This week’s Washington Post magazine story, “Invasion of the Computer Snatchers,” should serve as yet another wake-up call to internet users who do not take precautions against software intrusions. Brian Krebs profiles a programmer who hacks home computers to install adware and spyware – thousands per day. In a survey last spring, we described spyware and adware and 43% of internet users, or about 59 million American adults, say they have had such a program on their home computer. A separate survey conducted by AOL and the National Cyber Security Alliance shows that this is a low estimate. Like us, they asked respondents if they thought they had spyware or adware on their computer and 46% said yes. But then, living out the dream of every survey researcher, the AOL/NCSA team walked over and did an immediate scan of the person’s home computer to check their answer. Not surprisingly, a lot more people actually had spyware or adware: 62% of respondents. The AOL/NCSA team showed each respondent the results of their home computer scan and asked some follow-up questions.

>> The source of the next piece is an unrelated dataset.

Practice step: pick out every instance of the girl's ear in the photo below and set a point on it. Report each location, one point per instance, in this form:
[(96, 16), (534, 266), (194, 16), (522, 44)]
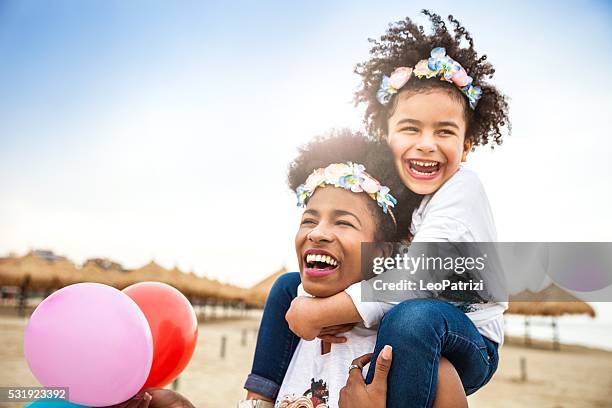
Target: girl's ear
[(467, 147)]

  • 92% of respondents said they did not know the programs were on their computer.
  • 91% said they had not given permission for someone to install those programs.
  • 81% accepted the technicians’ offer to remove all of the mysterious programs from their computer. This was the second year of the AOL/NCSA Online Safety study and I hope it continues, not only because the data shed light on the issues, but because for some internet users, it is the only way they will ever be able to rid their machines of unwanted software.